Notes to myself for a discussion of the book Economy, Society, Nature at the Sustainable Prosperity Conference, Adelaide, 10-12 Jan 2020.
• Identify the system as a far-from-equilibrium self-organising system – wild horses versus the neoclassical rocking horse. Markets must be managed, through their incentives.
There are two main signalling mechanisms: social interactions and money. Both are excluded from mainstream theory, but they are central to the system’s behaviour.
People are highly social. Cooperation is as pervasive as competition, in society and in nature. The good life balances the two, balances me with us.
Money’s role is to facilitate exchange. Token money carries an implicit social contract; we need to be attend to the terms of that contract (e.g. no perpetual private tax, via interest).
• Understand central banking, via MMT: governments create base money, and can govern for full employment. Don’t balance the budget.
• Understand commercial banking. They profit by loading us with debt. This is the biggest driver of booms and busts. Separate the provision of money from investment. Require ‘investment’ to be productive, not asset speculation.
• Rein in financial markets. They trade about 50 times faster than the productive economy requires. This means 98% of their activity is parasitic, and destabilising. A transaction tax could tame them.
• Land has no cost of production to anchor its price. This makes it a vehicle for speculation. Lease it, don’t sell it.
• Land also has an emergent community value arising from the community around it. That wealth belongs to the community and should not be captured by individuals.
• GDP is not accounting, it is a crude tally of good, bad and ugly transactions. Use proper balance-sheet accounting like GPI or Triple Bottom Line.

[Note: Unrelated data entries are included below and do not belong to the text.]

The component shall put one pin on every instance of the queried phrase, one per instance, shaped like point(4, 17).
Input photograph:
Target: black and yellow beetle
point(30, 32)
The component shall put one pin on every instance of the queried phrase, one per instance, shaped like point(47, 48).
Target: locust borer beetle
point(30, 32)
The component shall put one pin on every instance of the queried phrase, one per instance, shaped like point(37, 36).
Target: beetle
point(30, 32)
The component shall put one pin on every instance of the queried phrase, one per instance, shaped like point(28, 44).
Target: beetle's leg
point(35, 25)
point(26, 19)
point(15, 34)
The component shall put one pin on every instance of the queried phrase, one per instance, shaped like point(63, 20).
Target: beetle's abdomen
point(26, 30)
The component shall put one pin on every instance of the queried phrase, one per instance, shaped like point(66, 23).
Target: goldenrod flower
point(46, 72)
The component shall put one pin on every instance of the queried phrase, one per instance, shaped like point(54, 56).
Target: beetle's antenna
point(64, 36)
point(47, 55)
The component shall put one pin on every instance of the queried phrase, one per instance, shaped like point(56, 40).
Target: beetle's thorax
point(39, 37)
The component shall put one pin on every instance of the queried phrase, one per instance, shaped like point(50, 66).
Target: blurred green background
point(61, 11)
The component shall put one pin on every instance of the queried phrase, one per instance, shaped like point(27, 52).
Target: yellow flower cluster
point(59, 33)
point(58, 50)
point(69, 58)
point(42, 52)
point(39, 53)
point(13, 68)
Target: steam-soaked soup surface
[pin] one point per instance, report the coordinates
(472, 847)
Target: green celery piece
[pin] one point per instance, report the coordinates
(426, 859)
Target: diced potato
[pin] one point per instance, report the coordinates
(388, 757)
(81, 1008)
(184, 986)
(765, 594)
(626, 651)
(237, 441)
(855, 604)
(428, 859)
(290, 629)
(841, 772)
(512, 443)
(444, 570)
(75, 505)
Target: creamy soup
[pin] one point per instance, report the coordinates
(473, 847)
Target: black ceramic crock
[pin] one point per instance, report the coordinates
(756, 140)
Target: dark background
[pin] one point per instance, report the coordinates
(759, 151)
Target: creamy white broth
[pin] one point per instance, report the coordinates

• Use shared (local, involved) ownership to ensure reasonable sharing of wealth created (always) through joint effort and common inheritance.
• Replace crude ‘growth’ (of GDP) with the goals of reducing quantity (of stuff) while increasing quality (of life).
• An economy’s purpose is to serve the society it is part of. A society must abide by the imperatives of the biosphere if it is to survive.
I like your style. Halfway through your book I am finding many commonalities with other authors we have read and your ideas resonate with many thoughts I have had over the years. I would like to discuss them further with you, perhaps by email.
LikeLike
Thanks John. Which book? See the Checkout page for a contact.
LikeLike
Hi Geoff
I saw your Sack the Economists on Kindle and bought it, having previously read work by Keen, Rowbotham and Capra. Enjoyed reading that and agree with much of what you say, so am now reading Economy, Society , Nature.
Independent of that I had been working on an essay (working title is somewhat pretentiously The Wealth and Debt of Nations). I would be happy to send you a draft version if you are interested. It is only a few pages.
By way of introduction, I am a retired town planner and worked in various government organisations in Tasmania 1976-2016. have a B Sc in botany and zoology and a grad dip in urban planning.